The disease response is being coordinated between the New Jersey Department of Agriculture (NJDA), the PDA, and federal partners.
The test samples collected from a duck and chickens at the Pennsylvania farm were confirmed positive at the USDA’s National Veterinary Services Laboratory on August 11, officials said.
Warren County is affected as it falls within the 3 km quarantine, 10 km control and 20 km surveillance areas around the quarantined and infected farm. The Pennsylvania Department of Agriculture’s link for poultry owners to see if they are in the control zones can be found at https://bit.ly/3vYeNkt.
Poultry owners in control areas are subject to testing requirements and must have permits to transport products. Work is underway to clean and disinfect the farm and safely dispose of potentially infected material.
Anyone within 3 km of the infected farm may not transport any poultry or egg products. The NJDA and PDA are working together to identify and notify other poultry and egg producers and backyard bird owners in the area of their responsibilities.
HPAI is highly contagious and often fatal in domestic poultry species. According to the U.S. Centers for Disease Control and Prevention, recent HPAI detections in birds do not present an immediate public health concern. As a reminder, poultry and eggs’ proper handling and cooking to an internal temperature of 165 ˚F kill bacteria and viruses.
Signs of HPAI in poultry can include:
- Sudden death
- Decrease in feed or water consumption
- Respiratory signs such as coughing, sneezing, nasal discharge
- Swelling around the eyes
- Open-mouth breathing
- Darkening of the comb/wattles
- Reddening of the shanks or feet
- Decreased egg production
HPAI spreads through contact with bodily secretions, including feces, ocular, nasal, or oral secretions from infected birds. The virus can spread on vehicles, equipment, shoes, etc. Practicing good biosecurity can help prevent the spread of HPAI onto a farm.
Those biosecurity practices include:
- Eliminating exposure of domestic birds to wild birds. Minimizing standing water and extra feed in the environment that might attract wild birds.

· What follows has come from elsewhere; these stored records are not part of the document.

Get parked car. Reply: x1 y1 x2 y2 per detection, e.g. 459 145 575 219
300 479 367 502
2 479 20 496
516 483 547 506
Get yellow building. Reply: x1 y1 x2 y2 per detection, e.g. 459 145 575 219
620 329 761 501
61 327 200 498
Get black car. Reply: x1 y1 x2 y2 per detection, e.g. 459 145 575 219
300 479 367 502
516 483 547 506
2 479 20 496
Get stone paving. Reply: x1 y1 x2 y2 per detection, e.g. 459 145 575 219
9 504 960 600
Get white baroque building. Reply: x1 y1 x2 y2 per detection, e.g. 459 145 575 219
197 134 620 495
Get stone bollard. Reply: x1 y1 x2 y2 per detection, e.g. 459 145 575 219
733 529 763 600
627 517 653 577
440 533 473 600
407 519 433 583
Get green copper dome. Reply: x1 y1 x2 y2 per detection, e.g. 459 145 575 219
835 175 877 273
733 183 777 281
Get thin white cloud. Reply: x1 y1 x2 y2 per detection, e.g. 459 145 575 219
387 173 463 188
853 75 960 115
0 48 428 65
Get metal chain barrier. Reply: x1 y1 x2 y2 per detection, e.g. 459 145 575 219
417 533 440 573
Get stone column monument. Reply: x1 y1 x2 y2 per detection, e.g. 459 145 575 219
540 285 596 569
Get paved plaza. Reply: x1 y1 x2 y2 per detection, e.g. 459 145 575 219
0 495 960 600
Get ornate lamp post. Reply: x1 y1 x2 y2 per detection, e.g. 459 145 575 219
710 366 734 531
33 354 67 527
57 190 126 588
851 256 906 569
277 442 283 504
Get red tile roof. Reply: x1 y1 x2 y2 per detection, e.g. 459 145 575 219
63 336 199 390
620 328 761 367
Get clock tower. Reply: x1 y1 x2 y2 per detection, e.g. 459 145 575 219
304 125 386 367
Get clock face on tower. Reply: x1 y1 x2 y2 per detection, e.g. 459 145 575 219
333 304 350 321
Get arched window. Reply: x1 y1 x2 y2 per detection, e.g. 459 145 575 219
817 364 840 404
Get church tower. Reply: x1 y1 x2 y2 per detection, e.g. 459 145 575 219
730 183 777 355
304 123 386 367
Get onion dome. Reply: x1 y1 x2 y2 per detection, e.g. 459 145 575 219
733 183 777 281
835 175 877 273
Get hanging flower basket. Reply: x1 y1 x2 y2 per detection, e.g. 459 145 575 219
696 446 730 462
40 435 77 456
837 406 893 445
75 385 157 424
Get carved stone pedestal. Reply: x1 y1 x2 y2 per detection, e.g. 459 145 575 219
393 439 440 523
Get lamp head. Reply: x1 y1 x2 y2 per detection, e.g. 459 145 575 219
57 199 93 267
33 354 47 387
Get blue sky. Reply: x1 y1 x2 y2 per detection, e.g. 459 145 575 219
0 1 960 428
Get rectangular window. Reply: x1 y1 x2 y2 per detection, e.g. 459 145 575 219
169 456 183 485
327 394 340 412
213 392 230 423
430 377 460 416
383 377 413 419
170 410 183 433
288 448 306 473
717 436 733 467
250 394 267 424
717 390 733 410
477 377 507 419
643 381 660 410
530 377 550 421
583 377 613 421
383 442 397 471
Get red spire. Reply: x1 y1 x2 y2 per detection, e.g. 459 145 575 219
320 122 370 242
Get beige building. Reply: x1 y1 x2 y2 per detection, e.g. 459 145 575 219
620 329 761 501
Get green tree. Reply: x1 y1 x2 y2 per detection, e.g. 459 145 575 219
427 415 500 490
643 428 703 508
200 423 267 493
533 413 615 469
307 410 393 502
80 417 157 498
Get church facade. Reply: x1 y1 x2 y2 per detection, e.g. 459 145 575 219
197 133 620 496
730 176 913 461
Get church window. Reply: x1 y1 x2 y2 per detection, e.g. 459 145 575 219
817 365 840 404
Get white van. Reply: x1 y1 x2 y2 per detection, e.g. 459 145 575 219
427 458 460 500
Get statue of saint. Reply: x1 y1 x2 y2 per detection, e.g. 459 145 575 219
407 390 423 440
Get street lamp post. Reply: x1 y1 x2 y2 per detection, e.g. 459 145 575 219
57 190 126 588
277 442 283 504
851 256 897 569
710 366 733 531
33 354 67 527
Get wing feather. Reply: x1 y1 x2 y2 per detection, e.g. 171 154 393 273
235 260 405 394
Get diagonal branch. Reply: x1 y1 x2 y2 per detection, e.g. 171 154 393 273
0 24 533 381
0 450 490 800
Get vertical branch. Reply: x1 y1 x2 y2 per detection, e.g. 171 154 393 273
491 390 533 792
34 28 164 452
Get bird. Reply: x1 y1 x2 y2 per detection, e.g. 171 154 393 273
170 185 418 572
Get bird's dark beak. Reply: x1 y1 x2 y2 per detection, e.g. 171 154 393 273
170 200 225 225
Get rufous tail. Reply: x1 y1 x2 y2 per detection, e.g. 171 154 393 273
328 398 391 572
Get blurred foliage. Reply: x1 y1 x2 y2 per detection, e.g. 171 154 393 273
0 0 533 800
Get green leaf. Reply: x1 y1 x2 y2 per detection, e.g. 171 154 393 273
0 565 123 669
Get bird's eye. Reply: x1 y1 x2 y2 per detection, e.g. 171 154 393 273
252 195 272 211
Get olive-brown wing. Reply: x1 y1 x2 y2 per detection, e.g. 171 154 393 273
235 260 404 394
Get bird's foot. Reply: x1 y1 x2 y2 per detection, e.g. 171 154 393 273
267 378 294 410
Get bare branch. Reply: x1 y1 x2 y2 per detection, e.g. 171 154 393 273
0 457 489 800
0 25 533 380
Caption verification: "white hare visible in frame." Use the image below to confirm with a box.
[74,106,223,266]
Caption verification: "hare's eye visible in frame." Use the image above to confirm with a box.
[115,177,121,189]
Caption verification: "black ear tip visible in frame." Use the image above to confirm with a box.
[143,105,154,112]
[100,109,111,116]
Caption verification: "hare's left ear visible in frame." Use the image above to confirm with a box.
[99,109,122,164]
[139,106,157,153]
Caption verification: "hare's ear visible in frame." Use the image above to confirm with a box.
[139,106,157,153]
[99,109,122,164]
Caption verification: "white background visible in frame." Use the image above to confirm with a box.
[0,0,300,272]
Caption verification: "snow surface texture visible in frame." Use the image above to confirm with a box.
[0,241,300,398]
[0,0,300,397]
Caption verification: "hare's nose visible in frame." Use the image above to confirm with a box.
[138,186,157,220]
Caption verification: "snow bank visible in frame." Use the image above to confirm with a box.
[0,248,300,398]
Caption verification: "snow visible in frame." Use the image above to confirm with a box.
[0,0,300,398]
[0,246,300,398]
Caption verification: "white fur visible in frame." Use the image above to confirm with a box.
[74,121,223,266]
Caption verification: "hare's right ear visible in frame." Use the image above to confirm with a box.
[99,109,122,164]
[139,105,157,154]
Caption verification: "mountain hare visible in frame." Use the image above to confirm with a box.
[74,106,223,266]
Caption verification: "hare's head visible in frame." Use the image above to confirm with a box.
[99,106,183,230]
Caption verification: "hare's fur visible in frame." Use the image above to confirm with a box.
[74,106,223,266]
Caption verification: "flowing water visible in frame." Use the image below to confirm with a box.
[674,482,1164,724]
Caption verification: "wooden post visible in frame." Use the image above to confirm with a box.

- Avoiding contact with other poultry.
- Keeping a specific set of shoes and clothing for tending to poultry. Disposable boot covers or a foot bath that is changed regularly are other measures that can be used.
- Minimizing the number of people who visit the birds.
- Avoiding sharing equipment with other flocks and using appropriate disinfectants for equipment that must come onto a farm.
HPAI is a reportable disease and any individual who shall gain knowledge or suspect the existence of the disease shall notify this office without delay. Deceased birds suspected of having Avian Influenza should be double-bagged and stored appropriately for testing. Do not expose dead poultry to the environment, other poultry, or wildlife/wild birds. Wash your hands after handling sick or dead birds.
If you suspect HPAI, please alert the New Jersey Department of Agriculture, Division of Animal Health at 609-671-6400.